The fortress spans two distinct clusters, namely Amnya I and Amnya II. Amnya I boasts well-preserved features like banks and ditches enclosing a promontory’s tip, along with ten house pit depressions. Meanwhile, Amnya II, located approximately 50 meters to the east, comprises an open settlement with ten additional house pits.
Excavations have brought to light approximately 45 pottery vessels within this expansive complex. These vessels include pointed and flat-based forms, representing two distinct typological traditions.
The Amnya settlement complex marks the beginning of an enduring trend—a nearly continuous tradition of defensive sites among hunter-gatherers in northern Eurasia that persisted for almost eight millennia until the Early Modern period.
Tanja Schreiber, an archaeologist from the Institute of Prehistoric Archaeology in Berlin and a co-author of the study, notes, “Through detailed archaeological examinations at Amnya, we collected samples for radiocarbon dating, confirming the prehistoric age of the site and establishing it as the world’s oldest-known fort.”

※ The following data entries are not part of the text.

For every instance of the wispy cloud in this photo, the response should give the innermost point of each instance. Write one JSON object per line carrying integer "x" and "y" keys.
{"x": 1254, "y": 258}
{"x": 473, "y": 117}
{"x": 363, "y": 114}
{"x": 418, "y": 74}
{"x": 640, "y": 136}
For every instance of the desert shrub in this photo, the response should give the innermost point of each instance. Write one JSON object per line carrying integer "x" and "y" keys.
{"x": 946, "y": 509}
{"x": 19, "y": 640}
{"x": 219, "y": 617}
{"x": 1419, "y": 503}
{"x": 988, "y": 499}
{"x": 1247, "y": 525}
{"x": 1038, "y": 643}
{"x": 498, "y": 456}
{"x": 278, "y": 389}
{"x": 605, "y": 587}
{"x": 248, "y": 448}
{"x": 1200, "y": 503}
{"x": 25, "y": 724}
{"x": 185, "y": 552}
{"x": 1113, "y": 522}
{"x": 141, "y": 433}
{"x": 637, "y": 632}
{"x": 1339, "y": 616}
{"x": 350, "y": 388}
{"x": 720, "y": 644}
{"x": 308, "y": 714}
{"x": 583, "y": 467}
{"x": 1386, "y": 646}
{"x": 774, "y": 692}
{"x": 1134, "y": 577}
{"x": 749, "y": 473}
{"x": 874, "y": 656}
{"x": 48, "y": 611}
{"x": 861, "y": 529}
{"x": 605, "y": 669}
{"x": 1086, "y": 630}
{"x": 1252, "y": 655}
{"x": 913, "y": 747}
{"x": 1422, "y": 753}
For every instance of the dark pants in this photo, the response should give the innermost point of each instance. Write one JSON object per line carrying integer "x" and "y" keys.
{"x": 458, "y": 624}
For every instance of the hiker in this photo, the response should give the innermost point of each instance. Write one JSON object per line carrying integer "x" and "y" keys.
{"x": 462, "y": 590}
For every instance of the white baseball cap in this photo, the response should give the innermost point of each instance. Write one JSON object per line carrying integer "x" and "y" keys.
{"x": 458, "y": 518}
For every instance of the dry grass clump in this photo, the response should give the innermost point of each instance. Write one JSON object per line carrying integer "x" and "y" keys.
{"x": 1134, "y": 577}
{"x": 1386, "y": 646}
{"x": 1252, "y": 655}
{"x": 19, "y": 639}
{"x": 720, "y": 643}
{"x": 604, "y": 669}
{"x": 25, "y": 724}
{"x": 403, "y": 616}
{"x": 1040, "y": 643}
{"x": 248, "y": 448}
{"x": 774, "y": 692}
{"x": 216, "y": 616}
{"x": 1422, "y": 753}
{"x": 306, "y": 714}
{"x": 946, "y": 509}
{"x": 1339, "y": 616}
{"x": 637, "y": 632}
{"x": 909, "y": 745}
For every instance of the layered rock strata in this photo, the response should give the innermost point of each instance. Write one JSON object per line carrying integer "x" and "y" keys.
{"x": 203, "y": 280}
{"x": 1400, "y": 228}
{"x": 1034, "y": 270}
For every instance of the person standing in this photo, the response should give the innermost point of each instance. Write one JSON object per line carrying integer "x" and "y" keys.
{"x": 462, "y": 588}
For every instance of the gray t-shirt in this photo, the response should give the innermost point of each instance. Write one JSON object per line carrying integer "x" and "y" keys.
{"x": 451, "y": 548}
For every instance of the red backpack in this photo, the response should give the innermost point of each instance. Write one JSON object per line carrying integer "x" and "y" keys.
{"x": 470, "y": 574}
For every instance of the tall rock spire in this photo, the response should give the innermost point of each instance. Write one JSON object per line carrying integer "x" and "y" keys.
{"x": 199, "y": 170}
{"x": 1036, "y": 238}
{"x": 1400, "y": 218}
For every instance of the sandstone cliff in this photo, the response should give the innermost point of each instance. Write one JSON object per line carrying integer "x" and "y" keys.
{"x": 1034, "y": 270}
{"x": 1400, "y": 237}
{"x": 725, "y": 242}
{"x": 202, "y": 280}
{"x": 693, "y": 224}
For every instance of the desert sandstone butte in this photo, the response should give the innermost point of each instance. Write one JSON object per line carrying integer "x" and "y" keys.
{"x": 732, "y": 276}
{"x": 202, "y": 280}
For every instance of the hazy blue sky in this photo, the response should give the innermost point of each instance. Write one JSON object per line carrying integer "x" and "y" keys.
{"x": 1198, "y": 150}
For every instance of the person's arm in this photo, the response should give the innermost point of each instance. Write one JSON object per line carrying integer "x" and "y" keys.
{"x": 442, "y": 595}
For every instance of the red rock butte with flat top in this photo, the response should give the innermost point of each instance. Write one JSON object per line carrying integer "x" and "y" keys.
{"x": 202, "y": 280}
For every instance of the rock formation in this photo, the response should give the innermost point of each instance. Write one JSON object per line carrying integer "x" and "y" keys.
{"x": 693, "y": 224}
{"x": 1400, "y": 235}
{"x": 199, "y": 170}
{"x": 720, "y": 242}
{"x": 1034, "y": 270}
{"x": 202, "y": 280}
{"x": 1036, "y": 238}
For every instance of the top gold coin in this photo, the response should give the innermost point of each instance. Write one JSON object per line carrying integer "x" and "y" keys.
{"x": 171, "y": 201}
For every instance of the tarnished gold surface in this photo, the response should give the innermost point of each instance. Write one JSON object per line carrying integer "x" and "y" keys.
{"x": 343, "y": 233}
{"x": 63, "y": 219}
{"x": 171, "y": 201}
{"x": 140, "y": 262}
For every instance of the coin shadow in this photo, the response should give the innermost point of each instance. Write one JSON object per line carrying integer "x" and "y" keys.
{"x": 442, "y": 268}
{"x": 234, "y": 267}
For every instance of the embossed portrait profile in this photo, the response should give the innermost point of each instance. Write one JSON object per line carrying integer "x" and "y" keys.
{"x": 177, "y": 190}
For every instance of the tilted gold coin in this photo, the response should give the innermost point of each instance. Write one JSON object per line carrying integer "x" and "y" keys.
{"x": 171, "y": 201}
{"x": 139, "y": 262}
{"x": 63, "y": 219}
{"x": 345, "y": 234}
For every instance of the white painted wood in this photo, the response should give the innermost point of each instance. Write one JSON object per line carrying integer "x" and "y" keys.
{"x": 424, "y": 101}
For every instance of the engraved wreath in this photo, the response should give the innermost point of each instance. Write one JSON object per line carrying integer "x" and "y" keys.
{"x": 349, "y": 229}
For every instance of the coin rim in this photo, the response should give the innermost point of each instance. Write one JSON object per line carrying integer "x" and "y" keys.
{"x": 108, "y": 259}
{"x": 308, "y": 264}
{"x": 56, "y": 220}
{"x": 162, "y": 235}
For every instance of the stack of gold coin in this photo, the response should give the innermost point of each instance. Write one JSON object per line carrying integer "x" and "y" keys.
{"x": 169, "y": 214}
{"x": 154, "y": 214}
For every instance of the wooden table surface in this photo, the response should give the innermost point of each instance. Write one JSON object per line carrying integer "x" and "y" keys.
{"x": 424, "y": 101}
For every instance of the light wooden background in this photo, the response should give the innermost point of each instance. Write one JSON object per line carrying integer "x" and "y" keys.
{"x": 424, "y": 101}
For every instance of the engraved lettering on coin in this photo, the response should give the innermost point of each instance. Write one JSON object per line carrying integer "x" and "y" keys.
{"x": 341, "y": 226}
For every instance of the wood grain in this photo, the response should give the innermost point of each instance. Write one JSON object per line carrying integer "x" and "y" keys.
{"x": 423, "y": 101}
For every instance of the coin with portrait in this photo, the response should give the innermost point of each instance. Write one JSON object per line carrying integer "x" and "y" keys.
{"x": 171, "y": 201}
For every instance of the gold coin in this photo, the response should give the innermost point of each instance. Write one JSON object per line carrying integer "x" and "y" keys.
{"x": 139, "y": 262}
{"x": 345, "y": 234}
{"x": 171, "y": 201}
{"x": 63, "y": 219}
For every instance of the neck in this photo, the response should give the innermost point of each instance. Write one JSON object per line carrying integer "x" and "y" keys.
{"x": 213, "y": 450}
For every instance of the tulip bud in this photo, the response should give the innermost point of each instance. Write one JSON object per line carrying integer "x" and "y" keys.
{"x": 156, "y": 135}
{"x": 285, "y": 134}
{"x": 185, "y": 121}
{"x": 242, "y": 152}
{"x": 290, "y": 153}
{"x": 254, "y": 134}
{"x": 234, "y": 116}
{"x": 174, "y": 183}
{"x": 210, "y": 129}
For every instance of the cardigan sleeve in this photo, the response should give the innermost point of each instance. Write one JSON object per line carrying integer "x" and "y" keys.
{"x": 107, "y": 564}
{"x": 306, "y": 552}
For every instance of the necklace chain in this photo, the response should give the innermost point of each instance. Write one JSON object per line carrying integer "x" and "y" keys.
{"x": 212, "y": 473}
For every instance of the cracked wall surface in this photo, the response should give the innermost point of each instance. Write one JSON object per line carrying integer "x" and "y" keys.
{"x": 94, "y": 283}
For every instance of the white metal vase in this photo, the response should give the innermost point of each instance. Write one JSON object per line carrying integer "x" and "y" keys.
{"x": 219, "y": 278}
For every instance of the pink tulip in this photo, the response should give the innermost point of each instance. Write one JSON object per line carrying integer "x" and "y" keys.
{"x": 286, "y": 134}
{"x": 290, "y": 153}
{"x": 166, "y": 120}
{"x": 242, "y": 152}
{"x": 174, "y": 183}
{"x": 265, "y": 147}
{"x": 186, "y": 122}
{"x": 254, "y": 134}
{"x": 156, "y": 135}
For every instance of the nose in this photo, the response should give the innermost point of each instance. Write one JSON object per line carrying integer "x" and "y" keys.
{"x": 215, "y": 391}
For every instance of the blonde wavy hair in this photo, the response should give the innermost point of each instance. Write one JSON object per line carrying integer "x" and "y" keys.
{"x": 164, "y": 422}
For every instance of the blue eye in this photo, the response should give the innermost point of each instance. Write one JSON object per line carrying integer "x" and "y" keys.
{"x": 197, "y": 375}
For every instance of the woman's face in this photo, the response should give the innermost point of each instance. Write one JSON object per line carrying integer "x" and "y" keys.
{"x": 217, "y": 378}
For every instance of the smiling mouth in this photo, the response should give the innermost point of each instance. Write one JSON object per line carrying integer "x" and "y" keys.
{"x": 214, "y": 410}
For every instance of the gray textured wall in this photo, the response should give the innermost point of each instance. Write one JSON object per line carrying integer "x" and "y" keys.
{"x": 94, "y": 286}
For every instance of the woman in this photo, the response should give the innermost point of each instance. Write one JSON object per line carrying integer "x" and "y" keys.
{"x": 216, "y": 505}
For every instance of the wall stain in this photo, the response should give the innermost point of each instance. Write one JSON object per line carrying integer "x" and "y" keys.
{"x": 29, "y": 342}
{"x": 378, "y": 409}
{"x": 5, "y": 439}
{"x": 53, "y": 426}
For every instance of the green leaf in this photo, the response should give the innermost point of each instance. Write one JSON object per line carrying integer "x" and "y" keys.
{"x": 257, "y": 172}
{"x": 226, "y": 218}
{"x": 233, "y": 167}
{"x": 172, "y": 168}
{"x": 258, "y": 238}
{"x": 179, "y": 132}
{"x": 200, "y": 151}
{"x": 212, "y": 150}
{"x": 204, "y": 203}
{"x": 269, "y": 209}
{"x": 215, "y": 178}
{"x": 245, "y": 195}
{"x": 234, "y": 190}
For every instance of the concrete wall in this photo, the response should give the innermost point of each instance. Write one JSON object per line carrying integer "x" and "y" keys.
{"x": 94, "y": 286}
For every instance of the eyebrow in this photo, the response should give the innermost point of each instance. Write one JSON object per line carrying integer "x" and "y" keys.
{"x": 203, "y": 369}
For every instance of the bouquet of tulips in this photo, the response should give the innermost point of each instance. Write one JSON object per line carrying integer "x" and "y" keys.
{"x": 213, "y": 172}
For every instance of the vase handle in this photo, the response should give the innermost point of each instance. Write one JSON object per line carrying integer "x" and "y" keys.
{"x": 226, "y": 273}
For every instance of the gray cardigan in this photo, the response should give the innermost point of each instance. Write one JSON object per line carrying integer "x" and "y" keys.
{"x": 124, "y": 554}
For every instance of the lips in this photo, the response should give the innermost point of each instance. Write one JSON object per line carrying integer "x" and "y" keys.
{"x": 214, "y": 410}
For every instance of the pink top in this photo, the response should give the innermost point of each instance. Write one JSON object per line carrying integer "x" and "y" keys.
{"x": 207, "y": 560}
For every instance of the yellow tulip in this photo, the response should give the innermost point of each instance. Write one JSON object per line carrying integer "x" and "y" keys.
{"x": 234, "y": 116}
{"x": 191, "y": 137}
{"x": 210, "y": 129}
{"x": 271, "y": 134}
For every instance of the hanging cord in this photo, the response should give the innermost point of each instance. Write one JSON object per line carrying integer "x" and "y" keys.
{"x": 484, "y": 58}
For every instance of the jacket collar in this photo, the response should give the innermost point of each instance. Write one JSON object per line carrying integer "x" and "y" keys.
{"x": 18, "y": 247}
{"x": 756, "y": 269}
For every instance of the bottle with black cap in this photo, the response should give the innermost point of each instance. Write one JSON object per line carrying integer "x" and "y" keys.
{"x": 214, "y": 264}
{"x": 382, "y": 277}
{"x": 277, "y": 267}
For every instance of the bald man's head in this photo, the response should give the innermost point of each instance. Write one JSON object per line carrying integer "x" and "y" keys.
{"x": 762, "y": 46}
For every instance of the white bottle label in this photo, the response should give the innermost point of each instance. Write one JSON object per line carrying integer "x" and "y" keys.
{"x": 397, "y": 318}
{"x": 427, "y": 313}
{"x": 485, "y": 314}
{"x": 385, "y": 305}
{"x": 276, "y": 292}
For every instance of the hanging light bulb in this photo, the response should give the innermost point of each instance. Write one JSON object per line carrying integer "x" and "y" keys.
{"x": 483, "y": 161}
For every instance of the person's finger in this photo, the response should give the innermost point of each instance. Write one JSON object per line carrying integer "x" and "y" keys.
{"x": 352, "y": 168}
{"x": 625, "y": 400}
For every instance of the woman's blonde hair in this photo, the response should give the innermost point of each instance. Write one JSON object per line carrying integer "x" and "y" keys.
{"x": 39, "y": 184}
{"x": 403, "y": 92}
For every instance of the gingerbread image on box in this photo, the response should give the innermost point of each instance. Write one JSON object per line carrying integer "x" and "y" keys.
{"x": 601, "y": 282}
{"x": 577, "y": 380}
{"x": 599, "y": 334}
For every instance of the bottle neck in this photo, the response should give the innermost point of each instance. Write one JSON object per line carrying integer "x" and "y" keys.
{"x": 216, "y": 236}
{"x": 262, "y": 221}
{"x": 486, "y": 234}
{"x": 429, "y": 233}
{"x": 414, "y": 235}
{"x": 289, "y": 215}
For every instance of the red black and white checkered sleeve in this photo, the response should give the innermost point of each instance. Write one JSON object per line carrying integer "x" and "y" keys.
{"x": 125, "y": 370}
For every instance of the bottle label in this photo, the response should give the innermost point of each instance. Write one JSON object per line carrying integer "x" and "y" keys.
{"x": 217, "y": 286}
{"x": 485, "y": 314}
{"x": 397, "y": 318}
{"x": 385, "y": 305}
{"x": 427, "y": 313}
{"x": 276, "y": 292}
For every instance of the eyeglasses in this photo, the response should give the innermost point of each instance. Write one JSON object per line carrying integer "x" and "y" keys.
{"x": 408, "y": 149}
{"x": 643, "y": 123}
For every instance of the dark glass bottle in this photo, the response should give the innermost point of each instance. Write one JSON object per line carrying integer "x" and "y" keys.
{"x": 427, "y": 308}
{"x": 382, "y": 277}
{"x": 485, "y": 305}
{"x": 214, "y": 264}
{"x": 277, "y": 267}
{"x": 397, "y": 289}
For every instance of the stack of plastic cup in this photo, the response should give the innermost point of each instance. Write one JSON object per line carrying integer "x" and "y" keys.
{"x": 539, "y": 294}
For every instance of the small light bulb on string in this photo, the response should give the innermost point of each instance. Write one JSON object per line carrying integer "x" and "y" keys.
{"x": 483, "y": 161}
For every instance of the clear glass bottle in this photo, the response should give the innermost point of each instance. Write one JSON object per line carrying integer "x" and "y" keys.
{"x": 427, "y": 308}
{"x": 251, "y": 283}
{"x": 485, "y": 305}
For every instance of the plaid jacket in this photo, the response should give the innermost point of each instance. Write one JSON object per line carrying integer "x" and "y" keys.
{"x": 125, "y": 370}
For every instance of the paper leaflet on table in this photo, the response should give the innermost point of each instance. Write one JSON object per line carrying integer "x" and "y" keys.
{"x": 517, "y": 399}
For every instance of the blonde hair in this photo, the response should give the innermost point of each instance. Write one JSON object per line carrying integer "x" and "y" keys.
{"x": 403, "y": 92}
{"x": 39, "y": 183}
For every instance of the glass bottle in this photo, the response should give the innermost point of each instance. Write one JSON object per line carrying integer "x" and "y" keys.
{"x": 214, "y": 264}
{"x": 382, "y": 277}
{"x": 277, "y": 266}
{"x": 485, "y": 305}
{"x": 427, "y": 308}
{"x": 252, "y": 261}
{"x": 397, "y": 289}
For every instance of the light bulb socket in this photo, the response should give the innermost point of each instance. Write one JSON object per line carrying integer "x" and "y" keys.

Schreiber added, “Our new palaeobotanical and stratigraphical examinations reveal that inhabitants of Western Siberia led a sophisticated lifestyle based on the abundant resources of the taiga environment.”
Unlike fortifications observed in coastal regions during later prehistoric periods, the construction of these early inland fortifications in western Siberia is unparalleled, challenging conventional views of ancient human communities. The discovery prompts a reconsideration of the notion that permanent settlements with elaborate architecture and intricate social systems solely emerged with the advent of agriculture.
This groundbreaking revelation not only reshapes our understanding of ancient civilizations but also highlights the sophistication of early human communities in Siberia, contributing to a new chapter in archaeological exploration.